Но Запад о многом догадывался. И с нескрываемой тревогой обнаруживал то тут, то там проявления «ядерных интересов» страны Советов. О этом писали газеты, говорило радио.
В 1946-ом за океаном вышла книга Намиаса «Атомная артиллерия» (видимо, в её написании и предлагали принять участие советским физикам). В книге, в частности, говорилось:
«Секрет атомной бомбы или, вернее, многочисленные секреты её изготовления не смогут долго сохраняться в тайне. Франция и Великобритания также смогут через достаточный промежуток времени изготовлять бомбы.
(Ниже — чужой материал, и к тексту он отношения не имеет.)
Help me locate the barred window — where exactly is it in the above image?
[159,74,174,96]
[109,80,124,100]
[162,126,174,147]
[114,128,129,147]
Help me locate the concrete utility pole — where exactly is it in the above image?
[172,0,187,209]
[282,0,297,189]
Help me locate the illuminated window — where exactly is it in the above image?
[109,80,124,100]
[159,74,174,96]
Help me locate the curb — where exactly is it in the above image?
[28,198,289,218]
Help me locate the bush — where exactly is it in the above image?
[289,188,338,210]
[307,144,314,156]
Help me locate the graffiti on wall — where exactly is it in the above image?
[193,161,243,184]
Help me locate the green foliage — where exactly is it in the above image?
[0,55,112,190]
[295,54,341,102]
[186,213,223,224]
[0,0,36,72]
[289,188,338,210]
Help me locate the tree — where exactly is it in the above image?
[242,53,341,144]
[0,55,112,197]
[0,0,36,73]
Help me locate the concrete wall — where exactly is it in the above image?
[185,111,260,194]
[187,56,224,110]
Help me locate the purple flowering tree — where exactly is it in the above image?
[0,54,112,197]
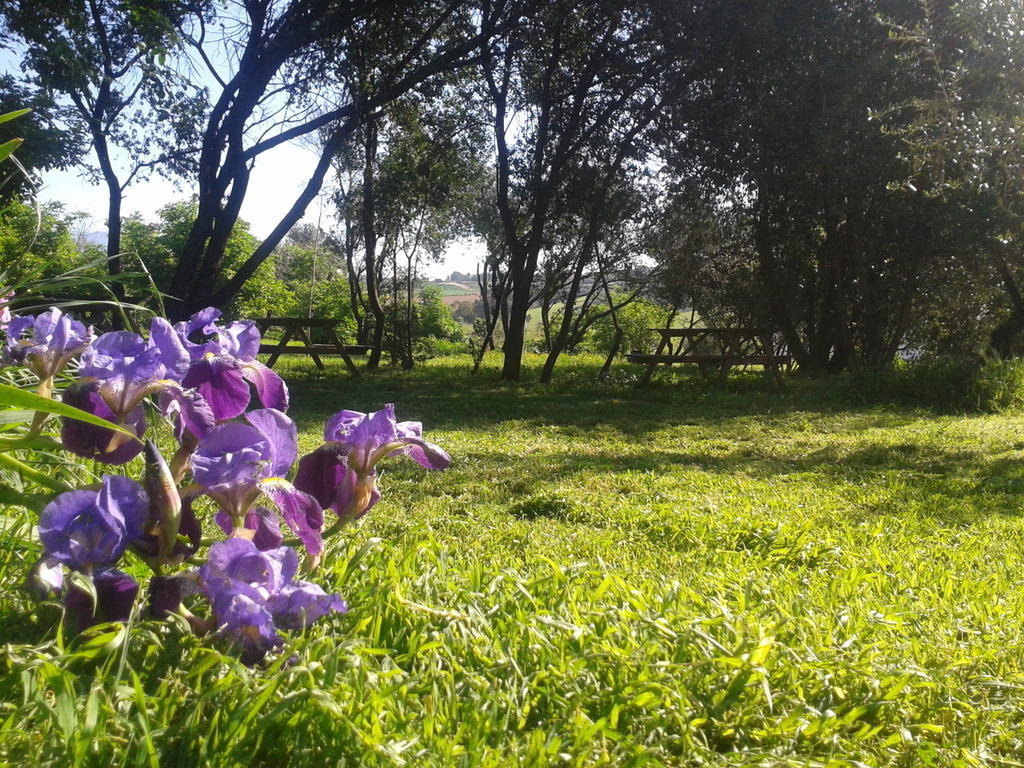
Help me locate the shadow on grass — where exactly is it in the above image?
[280,355,937,435]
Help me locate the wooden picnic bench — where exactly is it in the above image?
[256,317,370,376]
[626,328,793,384]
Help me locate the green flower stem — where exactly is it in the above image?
[0,453,74,493]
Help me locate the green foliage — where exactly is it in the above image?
[417,285,465,341]
[0,199,86,285]
[848,355,1024,414]
[122,201,296,318]
[584,294,668,355]
[0,355,1024,768]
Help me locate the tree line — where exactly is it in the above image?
[0,0,1024,380]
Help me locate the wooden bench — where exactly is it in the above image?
[626,328,793,384]
[256,317,371,376]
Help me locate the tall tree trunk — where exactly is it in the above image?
[988,260,1024,357]
[541,252,590,384]
[502,256,537,381]
[362,121,386,371]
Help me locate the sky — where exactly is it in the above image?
[39,143,483,280]
[0,48,483,279]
В скором времени и СССР с помощью тех секретов, которые он сможет узнать на острове Борнгольм и в Германии, сконцентрируют на этом вопросе большую часть своих исследований и будет также в состоянии изготовлять атомные бомбы.
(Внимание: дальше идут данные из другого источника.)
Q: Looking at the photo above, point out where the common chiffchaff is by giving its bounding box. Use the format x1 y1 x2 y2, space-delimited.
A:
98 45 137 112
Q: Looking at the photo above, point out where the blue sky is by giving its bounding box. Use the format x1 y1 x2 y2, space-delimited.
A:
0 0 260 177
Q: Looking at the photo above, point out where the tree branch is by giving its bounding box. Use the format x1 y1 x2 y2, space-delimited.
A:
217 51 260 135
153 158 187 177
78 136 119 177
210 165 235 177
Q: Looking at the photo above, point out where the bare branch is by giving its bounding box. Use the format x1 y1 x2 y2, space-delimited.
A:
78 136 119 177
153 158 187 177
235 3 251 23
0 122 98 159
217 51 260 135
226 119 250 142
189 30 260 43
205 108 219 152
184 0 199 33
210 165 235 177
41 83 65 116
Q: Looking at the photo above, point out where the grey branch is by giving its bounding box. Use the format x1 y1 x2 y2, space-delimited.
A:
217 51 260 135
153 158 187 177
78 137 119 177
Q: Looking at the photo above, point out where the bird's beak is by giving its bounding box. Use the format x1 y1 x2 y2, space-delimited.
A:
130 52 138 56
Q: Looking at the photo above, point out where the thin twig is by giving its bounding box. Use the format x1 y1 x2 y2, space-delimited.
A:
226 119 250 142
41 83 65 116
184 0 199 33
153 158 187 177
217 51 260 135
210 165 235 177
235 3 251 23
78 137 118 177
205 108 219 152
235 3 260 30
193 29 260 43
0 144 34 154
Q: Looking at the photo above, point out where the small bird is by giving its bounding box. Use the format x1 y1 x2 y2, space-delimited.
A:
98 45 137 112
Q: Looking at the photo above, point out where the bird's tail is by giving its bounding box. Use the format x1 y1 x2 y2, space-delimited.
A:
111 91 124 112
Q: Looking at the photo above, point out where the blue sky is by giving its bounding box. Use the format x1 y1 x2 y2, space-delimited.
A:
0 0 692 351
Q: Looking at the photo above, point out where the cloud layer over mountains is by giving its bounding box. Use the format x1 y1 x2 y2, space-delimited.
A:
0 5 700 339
Не собираются ли они создать «Атомград», город с 400 000 жителей, в богатых промышленных областях Урала, где хозяином будет Капица, крупный русский физик, и где будет объявлен пятилетний план развития атомной энергии?».
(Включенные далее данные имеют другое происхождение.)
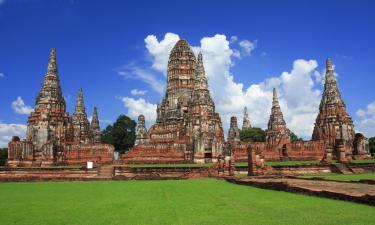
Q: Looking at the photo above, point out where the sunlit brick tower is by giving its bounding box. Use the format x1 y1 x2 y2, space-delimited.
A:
227 116 240 142
134 115 148 145
242 106 251 130
73 88 92 143
266 88 290 146
26 48 73 163
124 39 224 163
312 58 362 160
90 107 102 143
187 53 224 163
7 48 114 166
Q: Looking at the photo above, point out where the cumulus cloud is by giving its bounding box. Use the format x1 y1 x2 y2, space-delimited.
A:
12 96 34 115
145 33 180 76
355 101 375 137
0 123 27 148
130 89 147 95
121 97 156 126
117 64 165 94
122 33 321 138
238 40 255 55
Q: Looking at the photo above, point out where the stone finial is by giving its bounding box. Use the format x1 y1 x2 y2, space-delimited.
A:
228 116 240 141
90 107 102 143
242 106 251 130
73 88 92 143
326 58 333 71
135 115 148 145
266 88 290 145
74 88 86 114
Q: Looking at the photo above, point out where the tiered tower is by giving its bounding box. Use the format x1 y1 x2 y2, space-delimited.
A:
125 39 224 163
266 88 290 145
187 53 224 163
7 48 114 166
90 107 102 143
242 106 251 130
134 115 148 145
26 48 73 157
227 116 240 141
156 39 196 124
312 58 355 156
73 88 92 143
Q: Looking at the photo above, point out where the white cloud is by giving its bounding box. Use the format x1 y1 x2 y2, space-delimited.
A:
12 96 34 114
130 89 147 95
145 33 180 76
121 97 156 127
117 64 165 94
355 101 375 137
122 33 321 139
239 40 256 55
0 123 27 148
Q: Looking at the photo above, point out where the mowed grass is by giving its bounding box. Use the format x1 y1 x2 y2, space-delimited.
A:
302 173 375 181
0 179 375 225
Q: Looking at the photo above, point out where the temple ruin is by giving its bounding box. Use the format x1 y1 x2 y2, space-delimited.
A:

Именно этот фрагмент из книги «Атомная артиллерия» был процитирован Курчатовым в письме генералу Махнёву в конце мая 1946 года. Обоих позабавило, что на Западе академика Капицу продолжают считать самой подходящей кандидатурой в руководители советской атомной программы. Хотя ничего удивительного (и тем более забавного) здесь не было. Ведь других претендентов на роль главного ядерщика страны Советов за границей просто не знали. И зарубежные корреспонденты, интересовавшиеся атомными планами русских, стремились пообщаться именно с академиком Капицей.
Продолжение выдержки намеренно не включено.